En un mundo dominado por el consumo digital de música, donde el streaming representa el 85% de los ingresos de la industria, surge una tendencia contraria que está haciendo sonar las campanas de lo analógico. Artistas y sellos discográficos están redescubriendo el valor de los formatos físicos, no como reliquias del pasado sino como estrategias innovadoras para conectar con los oyentes del presente.
Los números cuentan una historia fascinante. Mientras el informe Global Music Report 2025 de la IFPI registra un descenso general del 6.1% en ventas físicas, el mercado estadounidense muestra señales de vida con un crecimiento del 3.3% en ventas de CD durante 2023. Lo más sorprendente es que casi la mitad de estos compradores pertenecen a la Generación Z, desafiando el estereotipo de que solo las generaciones mayores añoran los formatos tangibles.
Casos recientes demuestran el potencial de esta tendencia.

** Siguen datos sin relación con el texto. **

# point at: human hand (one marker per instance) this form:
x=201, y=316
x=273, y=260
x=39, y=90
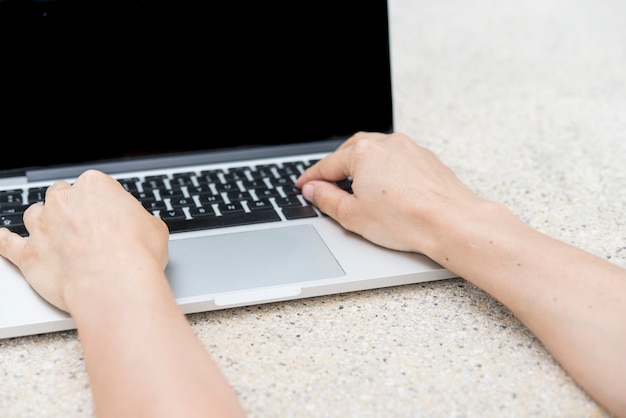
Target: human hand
x=403, y=197
x=83, y=236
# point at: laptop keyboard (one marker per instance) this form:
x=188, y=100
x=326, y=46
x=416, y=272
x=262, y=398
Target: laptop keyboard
x=189, y=201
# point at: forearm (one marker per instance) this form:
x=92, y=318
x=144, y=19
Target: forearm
x=573, y=301
x=143, y=358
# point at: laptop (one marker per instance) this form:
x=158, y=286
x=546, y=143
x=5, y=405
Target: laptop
x=209, y=112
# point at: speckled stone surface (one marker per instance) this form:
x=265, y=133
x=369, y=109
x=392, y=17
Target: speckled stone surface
x=526, y=101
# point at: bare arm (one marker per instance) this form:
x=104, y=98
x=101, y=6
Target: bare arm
x=573, y=301
x=96, y=253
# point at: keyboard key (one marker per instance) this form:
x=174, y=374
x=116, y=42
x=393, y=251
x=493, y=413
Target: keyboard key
x=204, y=222
x=299, y=212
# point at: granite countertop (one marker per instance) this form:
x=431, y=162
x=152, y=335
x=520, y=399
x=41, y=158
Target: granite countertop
x=526, y=101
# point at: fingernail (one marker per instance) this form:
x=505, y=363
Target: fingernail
x=307, y=191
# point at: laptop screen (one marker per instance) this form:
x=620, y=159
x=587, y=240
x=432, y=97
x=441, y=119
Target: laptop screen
x=88, y=80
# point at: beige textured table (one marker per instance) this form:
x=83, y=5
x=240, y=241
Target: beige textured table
x=526, y=101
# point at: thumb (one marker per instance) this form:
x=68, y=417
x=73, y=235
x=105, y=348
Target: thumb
x=11, y=245
x=328, y=197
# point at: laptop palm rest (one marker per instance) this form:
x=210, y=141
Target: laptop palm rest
x=296, y=254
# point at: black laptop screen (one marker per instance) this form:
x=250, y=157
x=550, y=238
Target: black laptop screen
x=90, y=80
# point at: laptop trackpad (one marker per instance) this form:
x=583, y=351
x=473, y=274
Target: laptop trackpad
x=249, y=260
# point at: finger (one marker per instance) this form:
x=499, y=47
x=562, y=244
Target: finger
x=333, y=167
x=330, y=199
x=32, y=213
x=360, y=136
x=11, y=245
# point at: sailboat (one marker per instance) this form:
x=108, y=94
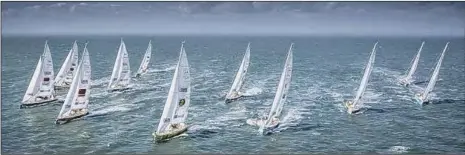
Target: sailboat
x=145, y=61
x=273, y=119
x=234, y=93
x=120, y=77
x=172, y=121
x=407, y=80
x=351, y=105
x=77, y=99
x=67, y=70
x=424, y=97
x=40, y=89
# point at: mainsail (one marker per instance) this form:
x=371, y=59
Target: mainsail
x=240, y=75
x=177, y=103
x=42, y=79
x=414, y=64
x=145, y=61
x=79, y=92
x=366, y=76
x=281, y=92
x=67, y=70
x=434, y=76
x=120, y=77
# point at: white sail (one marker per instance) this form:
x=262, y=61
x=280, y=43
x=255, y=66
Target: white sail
x=79, y=92
x=120, y=76
x=434, y=76
x=145, y=61
x=281, y=92
x=366, y=76
x=67, y=70
x=414, y=64
x=177, y=104
x=240, y=75
x=42, y=79
x=34, y=84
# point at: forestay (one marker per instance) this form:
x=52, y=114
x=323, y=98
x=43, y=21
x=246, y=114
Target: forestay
x=177, y=103
x=67, y=70
x=42, y=79
x=281, y=92
x=79, y=92
x=366, y=76
x=120, y=76
x=434, y=76
x=145, y=61
x=240, y=75
x=414, y=64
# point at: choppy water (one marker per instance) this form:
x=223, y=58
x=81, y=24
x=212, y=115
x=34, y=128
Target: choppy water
x=326, y=71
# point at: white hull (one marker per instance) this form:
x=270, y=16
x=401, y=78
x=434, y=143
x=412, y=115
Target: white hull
x=259, y=122
x=170, y=133
x=24, y=104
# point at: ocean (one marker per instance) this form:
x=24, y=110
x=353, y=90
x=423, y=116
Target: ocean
x=326, y=71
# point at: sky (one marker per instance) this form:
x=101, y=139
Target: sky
x=235, y=18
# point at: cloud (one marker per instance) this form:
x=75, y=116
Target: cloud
x=354, y=18
x=36, y=7
x=58, y=5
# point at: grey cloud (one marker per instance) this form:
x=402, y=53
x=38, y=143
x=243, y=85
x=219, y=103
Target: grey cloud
x=351, y=18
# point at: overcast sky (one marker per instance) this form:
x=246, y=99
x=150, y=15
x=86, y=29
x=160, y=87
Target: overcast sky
x=243, y=18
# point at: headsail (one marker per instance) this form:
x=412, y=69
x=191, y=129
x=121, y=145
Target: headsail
x=79, y=92
x=414, y=64
x=434, y=76
x=366, y=76
x=67, y=70
x=177, y=103
x=121, y=71
x=42, y=79
x=145, y=61
x=240, y=75
x=281, y=92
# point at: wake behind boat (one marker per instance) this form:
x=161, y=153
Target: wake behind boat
x=407, y=79
x=351, y=105
x=234, y=93
x=120, y=77
x=67, y=70
x=40, y=89
x=145, y=61
x=423, y=97
x=172, y=121
x=77, y=99
x=267, y=124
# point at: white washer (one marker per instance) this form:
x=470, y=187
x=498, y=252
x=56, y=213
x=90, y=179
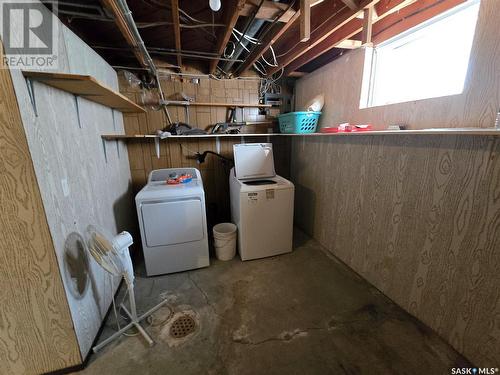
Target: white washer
x=261, y=203
x=173, y=223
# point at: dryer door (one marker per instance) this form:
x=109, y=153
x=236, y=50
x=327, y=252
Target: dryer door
x=169, y=223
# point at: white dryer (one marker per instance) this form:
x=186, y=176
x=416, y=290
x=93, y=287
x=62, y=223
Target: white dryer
x=172, y=222
x=261, y=203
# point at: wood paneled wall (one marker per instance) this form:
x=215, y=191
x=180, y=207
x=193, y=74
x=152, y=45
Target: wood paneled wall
x=477, y=106
x=419, y=218
x=36, y=330
x=179, y=153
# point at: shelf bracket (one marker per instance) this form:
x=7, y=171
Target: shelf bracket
x=77, y=106
x=113, y=117
x=157, y=147
x=187, y=114
x=105, y=152
x=31, y=93
x=217, y=145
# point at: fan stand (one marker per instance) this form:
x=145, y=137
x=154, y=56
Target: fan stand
x=134, y=320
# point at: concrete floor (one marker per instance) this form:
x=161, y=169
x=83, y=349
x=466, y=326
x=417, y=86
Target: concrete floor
x=299, y=313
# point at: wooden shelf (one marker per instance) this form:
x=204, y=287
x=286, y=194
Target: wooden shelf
x=468, y=131
x=225, y=105
x=87, y=87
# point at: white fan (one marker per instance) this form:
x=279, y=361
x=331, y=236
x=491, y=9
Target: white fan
x=113, y=255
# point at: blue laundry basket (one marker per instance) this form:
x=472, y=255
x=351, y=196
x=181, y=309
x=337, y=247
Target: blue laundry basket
x=298, y=122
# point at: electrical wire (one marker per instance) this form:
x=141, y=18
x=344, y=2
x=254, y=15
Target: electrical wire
x=312, y=31
x=144, y=25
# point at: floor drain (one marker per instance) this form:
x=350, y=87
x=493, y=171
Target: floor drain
x=182, y=326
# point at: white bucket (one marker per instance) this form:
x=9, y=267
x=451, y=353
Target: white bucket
x=225, y=241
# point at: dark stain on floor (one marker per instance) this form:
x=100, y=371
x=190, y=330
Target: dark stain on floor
x=298, y=313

Cuando la banda A Day To Remember lanzó su álbum «Big Ole Album Vol. 1» exclusivamente en formatos físicos a principios de 2025, el resultado superó todas las expectativas. De debutar en el puesto 27 del ranking de Billboard, escaló hasta el quinto lugar en solo una semana, con ventas que se duplicaron de 4,000 a 10,000 unidades. Situaciones similares se repitieron con Blossoms, cuyo álbum «Gary» logró que el 86% de sus ventas provinieran de formatos físicos, un porcentaje impensable en la era digital.
Detrás de este fenómeno hay razones que van más allá de la simple nostalgia. Para muchos oyentes, especialmente los más jóvenes, adquirir un disco o vinilo representa una forma de participación cultural más auténtica que simplemente agregar canciones a una playlist digital. La experiencia multisensorial de manipular un objeto físico, admirar su arte gráfico y leer los créditos crea una conexión emocional que el streaming no puede replicar.
La industria está tomando nota. Plataformas como Metalabel están innovando con conceptos como el «reverse-preorder», donde los álbumes se lanzan primero en formato físico antes de llegar a las plataformas digitales. Esta estrategia no solo genera anticipación, sino que permite a los artistas obtener ingresos directos sin depender exclusivamente de las regalías del streaming, que suelen ser mínimas.
Expertos señalan que este resurgimiento no significa un abandono del modelo digital, sino más bien una búsqueda de equilibrio. En un mercado saturado de contenido musical disponible al instante, los formatos físicos ofrecen a los artistas una manera de destacarse, crear objetos de valor y fortalecer el vínculo con sus seguidores más comprometidos. Lo que algunos consideraban una reliquia del pasado se está convirtiendo, paradójicamente, en una de las herramientas más innovadoras para el futuro de la industria musical.